Hoping to appeal to smaller businesses and fend off competition from open-source rivals, Oracle plans to release a free version of its database software.
The company has not made it official yet, but the expectation is that by week’s end, Oracle will announce that Oracle 10g Express Edition (Oracle Database XE) will be available for free download before the end of the year.
A Taste for Potential Customers
Oracle rolled out a new version of the 10g today, but did not refer to the free version. The freeware will be aimed at small businesses and at software developers who can create plug-in products. Oracle believes the free software will give users a taste of the capabilities of its products and lead to more sales of its enterprise-level offerings.
The freeware is expected to have essentially the same functionality as higher-end Oracle databases, but will only run on servers with a single processor and with limited memory, preventing it from being deployed in more serious business settings.
In addition to small businesses and developers, Oracle is hoping to appeal to tech-savvy students who want to be able to manipulate data with the freeware.
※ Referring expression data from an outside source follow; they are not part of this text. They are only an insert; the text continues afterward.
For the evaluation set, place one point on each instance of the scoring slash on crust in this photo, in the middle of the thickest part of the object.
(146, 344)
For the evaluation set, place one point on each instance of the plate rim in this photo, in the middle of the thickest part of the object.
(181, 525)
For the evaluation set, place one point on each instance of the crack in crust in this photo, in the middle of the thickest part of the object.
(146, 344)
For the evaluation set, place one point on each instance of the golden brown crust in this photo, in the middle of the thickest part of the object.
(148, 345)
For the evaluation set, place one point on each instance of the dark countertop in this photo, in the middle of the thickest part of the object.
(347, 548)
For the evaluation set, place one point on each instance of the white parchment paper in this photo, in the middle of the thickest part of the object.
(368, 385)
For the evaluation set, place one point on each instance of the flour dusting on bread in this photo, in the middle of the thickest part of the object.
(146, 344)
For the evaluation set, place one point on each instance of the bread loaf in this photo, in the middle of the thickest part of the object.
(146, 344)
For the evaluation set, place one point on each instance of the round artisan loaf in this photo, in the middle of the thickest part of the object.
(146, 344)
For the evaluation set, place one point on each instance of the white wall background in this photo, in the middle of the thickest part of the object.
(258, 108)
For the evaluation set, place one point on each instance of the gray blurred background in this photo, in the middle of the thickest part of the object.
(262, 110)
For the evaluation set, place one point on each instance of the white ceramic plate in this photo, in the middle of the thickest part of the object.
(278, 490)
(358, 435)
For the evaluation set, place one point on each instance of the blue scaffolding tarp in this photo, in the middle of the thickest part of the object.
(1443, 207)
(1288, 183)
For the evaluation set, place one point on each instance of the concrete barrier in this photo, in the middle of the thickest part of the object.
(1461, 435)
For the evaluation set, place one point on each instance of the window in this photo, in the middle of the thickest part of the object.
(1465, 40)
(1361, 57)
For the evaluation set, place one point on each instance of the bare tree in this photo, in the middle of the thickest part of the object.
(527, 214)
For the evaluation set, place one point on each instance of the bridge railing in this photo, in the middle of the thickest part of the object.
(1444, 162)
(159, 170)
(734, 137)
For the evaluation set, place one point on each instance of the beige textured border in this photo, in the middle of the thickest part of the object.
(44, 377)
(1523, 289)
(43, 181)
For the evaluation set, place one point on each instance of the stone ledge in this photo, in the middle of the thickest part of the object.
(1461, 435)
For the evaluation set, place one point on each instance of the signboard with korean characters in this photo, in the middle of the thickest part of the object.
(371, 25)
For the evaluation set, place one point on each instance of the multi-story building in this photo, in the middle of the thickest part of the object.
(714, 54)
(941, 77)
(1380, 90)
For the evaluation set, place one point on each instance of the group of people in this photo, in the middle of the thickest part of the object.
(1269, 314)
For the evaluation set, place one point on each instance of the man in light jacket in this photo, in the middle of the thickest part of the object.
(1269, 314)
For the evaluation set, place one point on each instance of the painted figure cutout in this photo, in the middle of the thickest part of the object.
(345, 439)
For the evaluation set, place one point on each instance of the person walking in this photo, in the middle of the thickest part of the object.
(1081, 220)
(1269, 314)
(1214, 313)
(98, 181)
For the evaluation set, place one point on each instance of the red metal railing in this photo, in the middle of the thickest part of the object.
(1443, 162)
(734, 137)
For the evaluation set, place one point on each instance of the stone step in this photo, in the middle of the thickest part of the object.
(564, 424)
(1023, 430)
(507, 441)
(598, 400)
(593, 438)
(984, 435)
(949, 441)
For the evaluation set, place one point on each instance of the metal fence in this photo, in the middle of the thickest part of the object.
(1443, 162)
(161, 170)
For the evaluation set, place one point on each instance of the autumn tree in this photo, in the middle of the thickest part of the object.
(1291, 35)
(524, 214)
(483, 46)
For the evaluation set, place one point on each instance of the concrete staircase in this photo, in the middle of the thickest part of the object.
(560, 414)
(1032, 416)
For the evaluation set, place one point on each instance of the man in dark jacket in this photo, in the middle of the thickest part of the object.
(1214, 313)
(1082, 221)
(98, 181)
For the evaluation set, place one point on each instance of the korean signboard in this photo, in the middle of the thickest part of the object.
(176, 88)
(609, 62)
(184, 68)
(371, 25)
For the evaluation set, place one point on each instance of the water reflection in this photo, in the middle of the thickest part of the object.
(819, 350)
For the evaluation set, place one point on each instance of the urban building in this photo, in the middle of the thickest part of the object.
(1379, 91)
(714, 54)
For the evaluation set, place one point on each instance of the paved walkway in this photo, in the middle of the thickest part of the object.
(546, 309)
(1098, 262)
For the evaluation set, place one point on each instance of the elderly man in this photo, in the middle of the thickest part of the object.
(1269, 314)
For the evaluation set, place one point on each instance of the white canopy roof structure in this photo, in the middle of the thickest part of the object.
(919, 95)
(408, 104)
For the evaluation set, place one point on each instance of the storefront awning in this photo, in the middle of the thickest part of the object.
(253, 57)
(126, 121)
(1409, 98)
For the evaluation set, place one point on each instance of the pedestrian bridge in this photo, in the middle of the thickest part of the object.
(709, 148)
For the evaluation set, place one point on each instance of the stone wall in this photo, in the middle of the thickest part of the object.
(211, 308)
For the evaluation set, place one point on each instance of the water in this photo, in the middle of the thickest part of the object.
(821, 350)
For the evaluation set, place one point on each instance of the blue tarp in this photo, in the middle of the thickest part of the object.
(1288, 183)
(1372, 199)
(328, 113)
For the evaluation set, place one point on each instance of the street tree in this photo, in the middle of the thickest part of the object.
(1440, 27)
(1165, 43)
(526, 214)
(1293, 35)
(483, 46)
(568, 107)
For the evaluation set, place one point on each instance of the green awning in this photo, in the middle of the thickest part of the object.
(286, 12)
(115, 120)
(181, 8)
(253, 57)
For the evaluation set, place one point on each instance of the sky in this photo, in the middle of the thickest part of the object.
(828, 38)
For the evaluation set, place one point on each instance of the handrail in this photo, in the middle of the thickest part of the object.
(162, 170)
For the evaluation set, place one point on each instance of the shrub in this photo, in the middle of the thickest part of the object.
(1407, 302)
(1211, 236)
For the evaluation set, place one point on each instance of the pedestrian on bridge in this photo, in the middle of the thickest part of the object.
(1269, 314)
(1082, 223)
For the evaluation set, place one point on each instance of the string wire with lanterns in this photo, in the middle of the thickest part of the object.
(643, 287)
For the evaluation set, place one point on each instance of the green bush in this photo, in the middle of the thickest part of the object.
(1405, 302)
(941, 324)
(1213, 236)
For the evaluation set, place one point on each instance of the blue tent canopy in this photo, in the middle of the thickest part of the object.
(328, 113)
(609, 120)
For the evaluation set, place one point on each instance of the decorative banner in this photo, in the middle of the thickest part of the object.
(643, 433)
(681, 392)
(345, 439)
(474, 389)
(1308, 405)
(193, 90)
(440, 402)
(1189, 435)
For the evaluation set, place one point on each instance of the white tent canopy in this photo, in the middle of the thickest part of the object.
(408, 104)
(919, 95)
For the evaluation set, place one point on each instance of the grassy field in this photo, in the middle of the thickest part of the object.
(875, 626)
A beta version of the software is already available from the Oracle Web site. It was not immediately clear whether the company plans to make a major marketing push behind the freeware, but analysts said that was unlikely.
On its Web site, Oracle says the database will accommodate third-party programming in SQL, Java, Windows .NET and other languages. It will run on servers operating on 32-bit Linux and Windows.
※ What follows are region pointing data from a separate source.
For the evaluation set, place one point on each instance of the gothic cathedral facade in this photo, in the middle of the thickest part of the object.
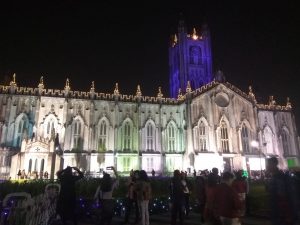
(207, 123)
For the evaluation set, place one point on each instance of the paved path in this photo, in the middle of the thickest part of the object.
(193, 219)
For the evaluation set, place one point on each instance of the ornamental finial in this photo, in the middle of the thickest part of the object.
(159, 94)
(41, 84)
(180, 96)
(251, 94)
(116, 91)
(13, 82)
(138, 91)
(67, 86)
(272, 101)
(288, 103)
(188, 87)
(174, 40)
(92, 87)
(194, 35)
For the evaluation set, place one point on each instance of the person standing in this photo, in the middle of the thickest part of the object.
(177, 198)
(186, 193)
(227, 202)
(66, 202)
(240, 185)
(131, 199)
(143, 190)
(104, 195)
(282, 195)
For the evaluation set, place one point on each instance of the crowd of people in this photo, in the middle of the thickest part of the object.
(32, 175)
(222, 198)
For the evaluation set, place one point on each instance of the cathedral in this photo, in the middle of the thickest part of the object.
(206, 123)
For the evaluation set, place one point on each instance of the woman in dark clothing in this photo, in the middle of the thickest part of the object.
(131, 198)
(67, 197)
(104, 194)
(177, 198)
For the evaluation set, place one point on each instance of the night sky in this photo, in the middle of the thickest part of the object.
(256, 44)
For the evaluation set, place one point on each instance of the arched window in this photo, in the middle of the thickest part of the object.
(30, 165)
(36, 165)
(245, 138)
(202, 137)
(50, 127)
(149, 164)
(127, 136)
(171, 137)
(102, 136)
(285, 142)
(150, 137)
(21, 129)
(224, 137)
(268, 140)
(42, 165)
(77, 134)
(126, 164)
(195, 55)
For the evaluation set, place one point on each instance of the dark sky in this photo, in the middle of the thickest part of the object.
(252, 43)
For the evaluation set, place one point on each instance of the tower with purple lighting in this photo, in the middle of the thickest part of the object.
(189, 59)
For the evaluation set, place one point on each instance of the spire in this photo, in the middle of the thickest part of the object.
(194, 35)
(272, 101)
(67, 86)
(138, 91)
(92, 87)
(288, 103)
(251, 94)
(159, 94)
(116, 91)
(13, 82)
(188, 87)
(175, 39)
(41, 84)
(181, 25)
(180, 96)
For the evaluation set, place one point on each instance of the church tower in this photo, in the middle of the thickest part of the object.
(189, 59)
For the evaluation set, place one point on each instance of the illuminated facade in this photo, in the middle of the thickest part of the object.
(215, 125)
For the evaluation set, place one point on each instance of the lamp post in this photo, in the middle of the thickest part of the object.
(255, 145)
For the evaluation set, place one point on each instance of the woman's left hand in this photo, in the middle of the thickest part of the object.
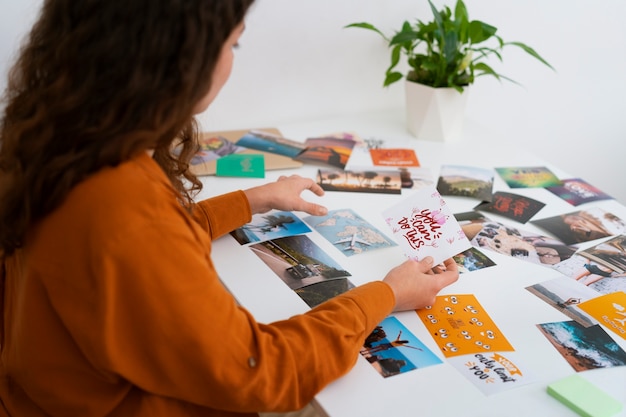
(285, 194)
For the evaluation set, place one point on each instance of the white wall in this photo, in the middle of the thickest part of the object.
(297, 63)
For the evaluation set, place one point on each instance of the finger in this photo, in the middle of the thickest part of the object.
(316, 189)
(426, 264)
(451, 265)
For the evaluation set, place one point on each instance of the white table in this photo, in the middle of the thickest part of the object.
(436, 390)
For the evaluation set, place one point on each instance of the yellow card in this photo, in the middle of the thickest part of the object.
(460, 326)
(610, 310)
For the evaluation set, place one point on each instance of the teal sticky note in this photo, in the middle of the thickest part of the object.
(584, 397)
(241, 165)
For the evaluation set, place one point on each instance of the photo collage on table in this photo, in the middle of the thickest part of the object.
(281, 240)
(591, 290)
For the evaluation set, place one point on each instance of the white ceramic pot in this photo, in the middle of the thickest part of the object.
(435, 113)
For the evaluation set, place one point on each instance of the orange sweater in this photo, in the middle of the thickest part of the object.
(114, 308)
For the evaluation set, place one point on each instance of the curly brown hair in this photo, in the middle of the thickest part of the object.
(95, 83)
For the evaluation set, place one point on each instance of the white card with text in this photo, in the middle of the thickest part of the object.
(423, 226)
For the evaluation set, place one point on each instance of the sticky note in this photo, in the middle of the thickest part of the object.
(583, 397)
(241, 165)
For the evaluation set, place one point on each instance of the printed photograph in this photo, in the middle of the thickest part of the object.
(472, 260)
(213, 148)
(577, 191)
(528, 177)
(597, 277)
(416, 178)
(584, 348)
(460, 326)
(349, 232)
(610, 253)
(392, 349)
(319, 292)
(268, 142)
(394, 157)
(582, 226)
(471, 222)
(565, 295)
(369, 181)
(331, 150)
(521, 244)
(466, 181)
(270, 225)
(512, 206)
(298, 261)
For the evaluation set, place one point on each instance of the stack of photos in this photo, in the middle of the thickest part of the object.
(349, 232)
(583, 225)
(465, 181)
(528, 177)
(383, 181)
(328, 150)
(577, 191)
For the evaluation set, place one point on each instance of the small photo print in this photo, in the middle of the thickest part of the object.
(566, 295)
(270, 225)
(392, 349)
(213, 148)
(471, 222)
(610, 253)
(298, 261)
(583, 225)
(521, 244)
(584, 348)
(394, 157)
(349, 232)
(368, 181)
(528, 177)
(577, 191)
(472, 260)
(319, 292)
(512, 206)
(466, 181)
(328, 150)
(268, 142)
(596, 276)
Open-source blogger Matt Asay said the release hints that Oracle thinks that the most important aspect of open source is that it’s free, while that’s “just one part of the open-source puzzle. But it’s not necessarily the most important one.”
“My prediction? This move will be completely forgotten,” Asay wrote. “Few to nobody will use it. And, 6 to 12 months from now, Oracle will have to give a real response to the open-source threat it faces. Tossing a lightweight database in front of a fast-moving market that wants free, open, and killer databases just won’t fly.”
The release comes as Oracle grinds forward on its efforts to purchase Siebel Systems, a purchase that many analysts believe may help revive some database sales for Oracle and position it better to be a broader provider of software and services to enterprises that use Siebel’s hugely popular CRM solutions.
More to Come?
Gartner analyst Donald Feinberg said while Oracle is unlikely to give up its proprietary approach any time soon, it may be inching toward a more open-source approach in some key areas.
For instance, Oracle’s purchase of Finland-based-open source software maker Innobase is likely the precursor to an open-source friendly database product.
Feinberg said such a scenario would let Oracle compete with other free database software “with the further advantage of not exposing Oracle’s DBMS source code to the open-source community.”